What we are now doing after a strategic review of this and what is needed to be successful on the business development front is to develop more targeted applications that are suited specifically for the strength of our platform. We move more towards a turnkey solution that can be used in specific applications where there is a need. The initial focus on this will be on, of course, easily illuminable clinical conditions where we also have supporting preclinical results. One obvious area for this is a large area with a number of different diseases, skin applications. The biggest organ of the body, the skin, we've shown that in preclinical experiments that we can substantially enhance the delivery and transfection. We also have the advantage with our technology of an excellent spatial specificity.

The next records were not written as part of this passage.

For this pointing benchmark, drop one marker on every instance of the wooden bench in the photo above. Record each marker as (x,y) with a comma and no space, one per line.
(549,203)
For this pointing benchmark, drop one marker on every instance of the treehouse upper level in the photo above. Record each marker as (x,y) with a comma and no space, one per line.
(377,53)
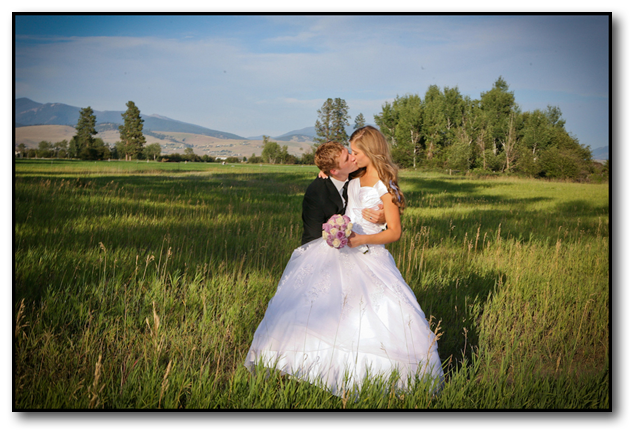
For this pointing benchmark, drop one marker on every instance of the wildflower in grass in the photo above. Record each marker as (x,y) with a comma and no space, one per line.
(337,230)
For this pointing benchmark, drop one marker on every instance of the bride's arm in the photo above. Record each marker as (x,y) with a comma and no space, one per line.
(392,234)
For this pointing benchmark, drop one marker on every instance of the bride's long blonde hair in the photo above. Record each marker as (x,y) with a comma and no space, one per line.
(374,145)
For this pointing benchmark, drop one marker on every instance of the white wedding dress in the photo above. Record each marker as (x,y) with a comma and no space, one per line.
(339,314)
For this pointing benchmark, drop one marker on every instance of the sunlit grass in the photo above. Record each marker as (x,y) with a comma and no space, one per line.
(141,285)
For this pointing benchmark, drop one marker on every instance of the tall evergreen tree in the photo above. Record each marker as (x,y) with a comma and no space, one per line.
(332,122)
(497,105)
(408,130)
(340,119)
(359,121)
(434,121)
(131,131)
(387,121)
(324,123)
(85,130)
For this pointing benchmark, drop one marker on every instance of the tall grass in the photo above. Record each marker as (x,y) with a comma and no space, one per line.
(141,285)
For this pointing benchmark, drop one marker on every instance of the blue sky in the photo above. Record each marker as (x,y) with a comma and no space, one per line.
(267,75)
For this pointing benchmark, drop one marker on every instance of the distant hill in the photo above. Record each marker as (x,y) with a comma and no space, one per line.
(29,113)
(306,134)
(601,153)
(302,135)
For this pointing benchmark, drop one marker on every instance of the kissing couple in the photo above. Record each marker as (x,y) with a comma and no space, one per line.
(340,316)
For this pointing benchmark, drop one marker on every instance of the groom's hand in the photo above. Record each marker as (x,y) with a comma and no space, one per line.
(375,216)
(354,240)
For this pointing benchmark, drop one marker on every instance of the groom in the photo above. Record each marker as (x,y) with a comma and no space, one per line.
(327,197)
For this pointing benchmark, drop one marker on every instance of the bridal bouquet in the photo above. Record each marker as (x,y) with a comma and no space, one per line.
(337,230)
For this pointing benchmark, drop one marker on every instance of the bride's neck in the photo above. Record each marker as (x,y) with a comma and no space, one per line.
(370,173)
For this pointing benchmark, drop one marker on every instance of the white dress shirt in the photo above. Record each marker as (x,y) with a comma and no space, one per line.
(339,185)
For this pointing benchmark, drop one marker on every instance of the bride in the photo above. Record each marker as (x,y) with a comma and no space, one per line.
(340,315)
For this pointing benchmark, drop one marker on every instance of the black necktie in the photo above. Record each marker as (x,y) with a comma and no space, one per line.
(344,192)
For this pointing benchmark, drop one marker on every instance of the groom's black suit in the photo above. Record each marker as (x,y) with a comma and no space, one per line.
(320,203)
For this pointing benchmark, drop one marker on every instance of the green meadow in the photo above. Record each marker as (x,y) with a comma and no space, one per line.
(140,285)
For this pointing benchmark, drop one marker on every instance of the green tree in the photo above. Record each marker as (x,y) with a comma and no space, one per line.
(131,131)
(497,105)
(387,121)
(332,121)
(323,125)
(189,154)
(271,152)
(44,149)
(60,146)
(308,157)
(434,122)
(73,148)
(254,159)
(151,151)
(340,119)
(85,130)
(102,149)
(359,121)
(408,130)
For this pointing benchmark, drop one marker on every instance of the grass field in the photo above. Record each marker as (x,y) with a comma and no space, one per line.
(140,285)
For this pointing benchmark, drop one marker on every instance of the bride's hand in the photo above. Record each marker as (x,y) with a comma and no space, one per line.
(375,216)
(355,240)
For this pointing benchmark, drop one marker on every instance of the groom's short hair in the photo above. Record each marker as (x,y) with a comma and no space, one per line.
(327,156)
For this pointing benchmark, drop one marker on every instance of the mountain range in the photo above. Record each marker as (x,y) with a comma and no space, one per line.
(601,153)
(30,113)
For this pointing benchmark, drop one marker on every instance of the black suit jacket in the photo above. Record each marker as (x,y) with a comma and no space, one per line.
(320,203)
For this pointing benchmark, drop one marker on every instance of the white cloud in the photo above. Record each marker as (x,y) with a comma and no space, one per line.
(275,82)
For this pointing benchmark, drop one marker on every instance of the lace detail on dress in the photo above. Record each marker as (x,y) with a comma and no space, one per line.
(398,290)
(318,289)
(303,273)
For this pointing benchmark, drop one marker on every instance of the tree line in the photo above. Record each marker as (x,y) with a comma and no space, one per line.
(446,130)
(85,146)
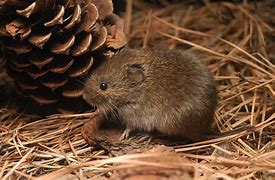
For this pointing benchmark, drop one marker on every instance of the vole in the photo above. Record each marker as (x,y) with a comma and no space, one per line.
(168,91)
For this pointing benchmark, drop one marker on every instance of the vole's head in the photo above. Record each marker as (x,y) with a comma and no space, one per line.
(116,82)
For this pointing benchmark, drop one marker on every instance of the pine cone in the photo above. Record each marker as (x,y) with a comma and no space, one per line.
(50,46)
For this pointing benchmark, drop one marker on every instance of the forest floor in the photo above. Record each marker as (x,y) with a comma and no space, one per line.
(238,41)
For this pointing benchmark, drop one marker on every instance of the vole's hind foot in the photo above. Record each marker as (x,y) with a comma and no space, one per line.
(126,134)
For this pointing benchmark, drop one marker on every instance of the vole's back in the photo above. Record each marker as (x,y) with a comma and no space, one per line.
(177,97)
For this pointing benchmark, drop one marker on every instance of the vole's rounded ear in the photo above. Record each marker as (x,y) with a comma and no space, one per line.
(135,74)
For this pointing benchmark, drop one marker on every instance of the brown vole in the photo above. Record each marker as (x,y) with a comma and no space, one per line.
(169,91)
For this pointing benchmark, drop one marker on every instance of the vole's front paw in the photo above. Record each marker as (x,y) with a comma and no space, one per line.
(91,133)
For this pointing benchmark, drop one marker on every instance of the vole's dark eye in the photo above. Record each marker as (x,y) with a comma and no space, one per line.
(103,86)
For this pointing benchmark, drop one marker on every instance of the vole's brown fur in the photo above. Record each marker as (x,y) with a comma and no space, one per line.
(170,91)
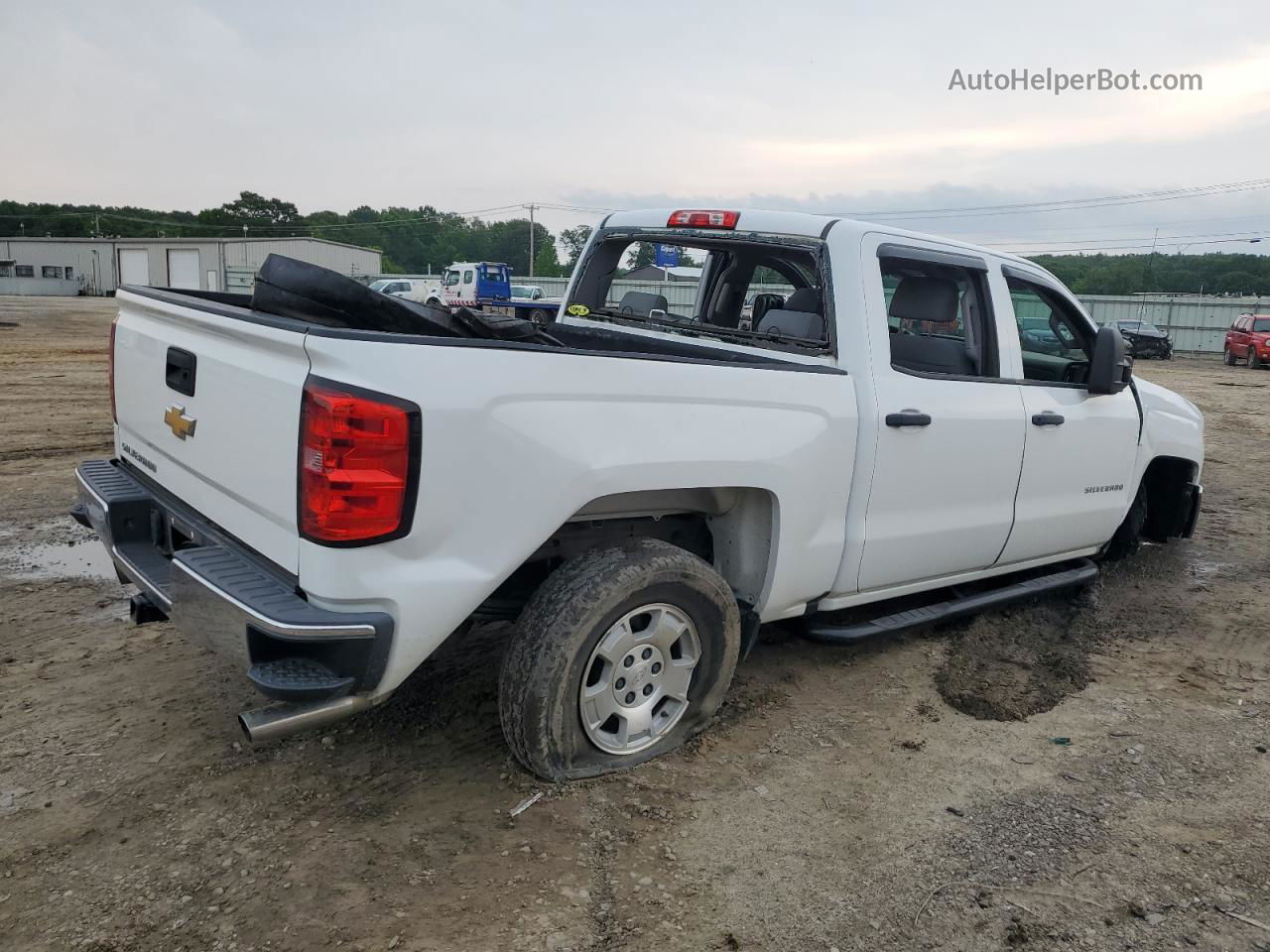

It means you don't get leakage. If you give this locally, it leaks to a much less extent than many other technologies to other parts of the body, and therefore reduces the risk of side effects, if induced by that you have effects of these nucleic acid therapeutics where you don't want to have them. You can really spatially focus it on where you want the effect to happen. You can see on the right-hand side here, the example of when we have delivered this mRNA without fimaNAc and mRNA with fimaNAc. We can see that that really increases the enzymatic luciferase activity, which is the enzyme that the mRNA we've used here produces.
The mRNA comes into the cell, and it produces the protein, and then we measure how much of that protein is in and how active is that protein in the cells. Excuse me. As mentioned, we have encouraging collaborative data on enhanced delivery of mRNA for various medical applications that were presented first at the U.K.-based 12th Annual RNA Therapeutics Virtual Conference and later complemented with more data and presented at other conferences and now, most recently in fourth quarter in Berlin. This data really suggests that it provides an appealing intracellular delivery solution for certain applications within this emerging class. It's not a one-size-fits-all application, but we are developing now further targeted applications which we think are most suited for our technology. These results have really helped boost interest in the technology.
We have, as I mentioned, two collaborations that recently have been initiated with both of them actually with South Korean companies. South Korea is quite an active area in biotech and in emerging technologies. Just to summarize the research collaborations, we have several of these, six for the time being. Generally, they offer valuable scientific know-how, encouraging results and intellectual property, as you have seen from data that we have presented before, and also from new patents that have come out of this. As I said, currently six collaborations. They span across different classes of drugs and therapeutic applications. Some of them are within the fimaVacc program, some of them are within the fimaNAc program.
The most recently established collaboration is with MDimune, which is a South Korean company, as I mentioned, that are developing innovative drug delivery technologies. We're looking at how we can combine our technologies to really make a bigger difference as strong synergy for targeting and delivering drugs into cells. We continue to pursue new and value-adding collaborative opportunities within this program. As I said, now focusing on specific applications, we'll be seeking more towards business development opportunities in specific applications that we are also internally developing further. That was the end of the operational review. Now we are moving over to a section where we'll go through the key financials, the outlook, and then we will have a Q&A session afterwards.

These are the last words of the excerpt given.